Based on a stage play (“Le Dieu du Carnage” by Yasmina Reza, originally performed in Paris, but also in London and on Broadway), featuring a single room location, four characters and events taking place over the course of 80 minutes in real-time, Carnage is something of a change of pace for director Roman Polanski. There are certainly elements in the film that you could tenuously relate to the director’s past work – a stripping away of the façade of social respectability to the rotten core underneath could be seen to be common with Chinatown as much as Polanski’s most recent film The Ghost – but while there is a distinct comic tone to the dispute that arises between two couples who meet to settle their differences over an incident involving their children, that doesn’t mean that the underlying natures it reveals are any less bitter.
Adapting a stage-play to the screen and making it involving as a film nonetheless represents something of a challenge for the director, and it’s undoubtedly this challenge that inspired Polanski just as much as his enjoyment of the material, and it’s one that he rises to well. While there is always the possibility of opening out the drama, inserting flashbacks or seeking to provide explanatory illustrations of the nature of the characters, Polanski trusts in the script itself and in the performances of the actors to be more than enough, and it’s a decision that – along with a relatively short running time perfectly calculated not to run beyond the point that you can’t bear to be in the room with these four people any longer – proves to be well-considered.

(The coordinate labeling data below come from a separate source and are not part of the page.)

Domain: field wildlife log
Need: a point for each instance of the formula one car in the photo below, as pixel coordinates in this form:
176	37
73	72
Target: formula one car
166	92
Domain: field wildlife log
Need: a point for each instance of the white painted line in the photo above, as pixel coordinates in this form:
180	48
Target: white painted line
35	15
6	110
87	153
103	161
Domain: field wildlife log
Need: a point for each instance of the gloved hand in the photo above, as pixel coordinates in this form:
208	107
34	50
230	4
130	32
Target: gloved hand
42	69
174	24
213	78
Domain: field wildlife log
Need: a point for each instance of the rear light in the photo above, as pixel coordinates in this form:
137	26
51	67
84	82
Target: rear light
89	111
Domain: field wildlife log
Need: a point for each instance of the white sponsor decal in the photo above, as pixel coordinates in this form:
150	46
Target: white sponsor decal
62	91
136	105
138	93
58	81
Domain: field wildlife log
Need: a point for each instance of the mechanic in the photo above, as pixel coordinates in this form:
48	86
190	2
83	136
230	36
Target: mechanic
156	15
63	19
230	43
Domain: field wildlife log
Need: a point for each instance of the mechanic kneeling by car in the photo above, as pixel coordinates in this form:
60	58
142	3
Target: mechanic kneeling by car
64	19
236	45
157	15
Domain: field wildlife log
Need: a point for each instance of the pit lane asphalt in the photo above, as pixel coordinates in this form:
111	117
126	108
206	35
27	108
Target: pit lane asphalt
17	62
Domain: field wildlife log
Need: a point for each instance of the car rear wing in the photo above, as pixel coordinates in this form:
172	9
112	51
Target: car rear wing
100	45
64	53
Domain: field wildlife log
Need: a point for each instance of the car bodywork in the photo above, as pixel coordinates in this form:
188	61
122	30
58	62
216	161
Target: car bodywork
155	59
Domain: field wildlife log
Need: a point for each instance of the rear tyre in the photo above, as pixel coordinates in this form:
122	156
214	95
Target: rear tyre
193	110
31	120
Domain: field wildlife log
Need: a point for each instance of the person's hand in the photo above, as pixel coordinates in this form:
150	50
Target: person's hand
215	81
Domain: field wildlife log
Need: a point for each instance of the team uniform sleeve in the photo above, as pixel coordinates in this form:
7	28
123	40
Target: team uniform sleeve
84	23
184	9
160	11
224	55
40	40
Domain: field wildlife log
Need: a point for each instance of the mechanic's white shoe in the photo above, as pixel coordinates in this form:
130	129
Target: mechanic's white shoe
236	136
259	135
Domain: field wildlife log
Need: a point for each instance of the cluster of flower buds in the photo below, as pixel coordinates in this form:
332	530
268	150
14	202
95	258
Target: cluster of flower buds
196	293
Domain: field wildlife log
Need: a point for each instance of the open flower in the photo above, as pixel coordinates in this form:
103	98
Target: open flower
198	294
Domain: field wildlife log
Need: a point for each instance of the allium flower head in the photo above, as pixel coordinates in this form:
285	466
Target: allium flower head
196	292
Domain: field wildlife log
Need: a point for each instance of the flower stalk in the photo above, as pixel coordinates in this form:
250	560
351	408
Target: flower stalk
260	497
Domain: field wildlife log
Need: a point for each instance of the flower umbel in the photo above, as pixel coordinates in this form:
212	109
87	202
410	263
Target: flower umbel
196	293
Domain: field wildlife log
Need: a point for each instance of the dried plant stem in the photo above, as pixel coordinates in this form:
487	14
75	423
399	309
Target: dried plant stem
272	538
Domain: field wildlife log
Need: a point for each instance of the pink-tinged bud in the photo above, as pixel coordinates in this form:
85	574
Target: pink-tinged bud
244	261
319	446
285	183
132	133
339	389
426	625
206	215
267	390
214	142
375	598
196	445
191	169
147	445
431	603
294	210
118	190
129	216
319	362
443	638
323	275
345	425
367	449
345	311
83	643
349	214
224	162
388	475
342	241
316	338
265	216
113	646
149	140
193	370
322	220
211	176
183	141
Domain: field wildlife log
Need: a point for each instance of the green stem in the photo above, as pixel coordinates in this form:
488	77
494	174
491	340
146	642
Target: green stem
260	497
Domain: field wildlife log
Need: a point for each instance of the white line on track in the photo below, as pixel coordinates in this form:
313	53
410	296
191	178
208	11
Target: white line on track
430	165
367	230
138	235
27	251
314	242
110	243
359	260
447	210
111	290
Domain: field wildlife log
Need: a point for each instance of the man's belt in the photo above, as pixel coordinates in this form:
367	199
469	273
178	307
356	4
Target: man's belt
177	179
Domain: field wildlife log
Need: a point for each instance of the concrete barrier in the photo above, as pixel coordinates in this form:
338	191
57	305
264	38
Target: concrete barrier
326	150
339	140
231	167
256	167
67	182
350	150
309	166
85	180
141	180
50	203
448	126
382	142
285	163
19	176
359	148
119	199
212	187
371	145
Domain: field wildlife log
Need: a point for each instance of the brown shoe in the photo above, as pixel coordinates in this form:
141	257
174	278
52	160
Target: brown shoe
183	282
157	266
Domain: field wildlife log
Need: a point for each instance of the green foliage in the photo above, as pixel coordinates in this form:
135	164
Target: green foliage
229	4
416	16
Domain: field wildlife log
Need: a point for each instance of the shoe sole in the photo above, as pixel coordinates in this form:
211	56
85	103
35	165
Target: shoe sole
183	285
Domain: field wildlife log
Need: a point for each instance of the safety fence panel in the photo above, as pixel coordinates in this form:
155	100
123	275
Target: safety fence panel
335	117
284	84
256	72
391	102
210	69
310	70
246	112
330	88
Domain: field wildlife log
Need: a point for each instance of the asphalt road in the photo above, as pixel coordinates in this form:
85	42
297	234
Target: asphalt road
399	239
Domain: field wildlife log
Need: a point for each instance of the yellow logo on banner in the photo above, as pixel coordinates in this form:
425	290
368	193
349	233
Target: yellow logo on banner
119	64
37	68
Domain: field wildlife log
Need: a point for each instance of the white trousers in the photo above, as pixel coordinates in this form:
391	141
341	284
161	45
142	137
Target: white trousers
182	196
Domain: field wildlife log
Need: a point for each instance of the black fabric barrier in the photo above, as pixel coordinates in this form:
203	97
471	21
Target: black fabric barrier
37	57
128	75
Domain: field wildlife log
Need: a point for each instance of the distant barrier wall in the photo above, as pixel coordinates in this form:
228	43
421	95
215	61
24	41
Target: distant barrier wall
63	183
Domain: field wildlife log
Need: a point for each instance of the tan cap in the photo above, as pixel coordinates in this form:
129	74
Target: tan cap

The entire film consisting of four actors sitting and talking to each other over the course of the entire length of a film you might be mistaken for thinking that Carnage is a sophisticated battle of wits. In fact, that’s precisely the mistake that the two couples Alan and Nancy Cowan (Christoph Waltz and Kate Winslet) and Penelope and Michael Longstreet (Jodie Foster and John C. Reilly) make, when the Cowans are invited over to the Brooklyn apartment of the Longstreets to discuss how to handle an unfortunate playground incident where the Cowans’ son whacked the Longstreets’ with a stick, resulting in the loss of a couple of teeth. Believing that the matter can be resolved amicably between responsible adults, the two sets of parents initially seem to be on the same page, recognising the incident for what it is, but it doesn’t take too long for the surface politeness and sociability to break down.
Initially there are some minor differences between a busy power couple and an arty liberal one over respective views on parenting, on the adopting of a hands-on or hands-off approach to raising children and in how to administer discipline, but it soon becomes clear that for all the apparent differences between the two couples, fundamentally, the middle-class values that each of them profess to live by and exhibit to others are nothing more than window-dressing to cover over their own egotistical, selfish impulses, the inadequacies in their own personalities and in the flaws in their marriages. Aided by a few drinks of vintage scotch (which in itself is about projecting a certain type of sophistication when ultimately it has the same effect of just getting you drunk), each of them soon revert to base archetypes and the kind of behavior exhibited by their children that they are supposed to abhor.
Carnage is not a particularly sophisticated film then, it’s not particularly subtle, but it is very amusing and it does make some relevant points. It’s also exceptionally well-played by the well-rehearsed cast, who have clearly though their characters and are able to reveal telling little details about them in their tone of voice and expression. Everyone is delightful to watch, and there’s a good sense of comic timing in their interaction.
I’m not sure how the central incident of the children would have been portrayed on the stage, but, framing the film’s beginning and ending with distanced views of the children in question – the only scenes that take place outside the apartment – Polanski effectively manages to put what has just taken place satisfyingly into context. Even without the coda however, the systematic disintegration of social appearances is masterfully laid-out in real-time until that point of hitting rock-bottom realisation is reached. If the arrival at that low-point seems a little precipitated and exaggerated, the fact that it has even taken seventy-nine minutes to get there says a lot about the nature of the barriers they’ve each raised around themselves. I’m sure, like myself, you’ll have witnessed similar situations where those outward appearances of civilised behavior have been dropped an awful lot sooner.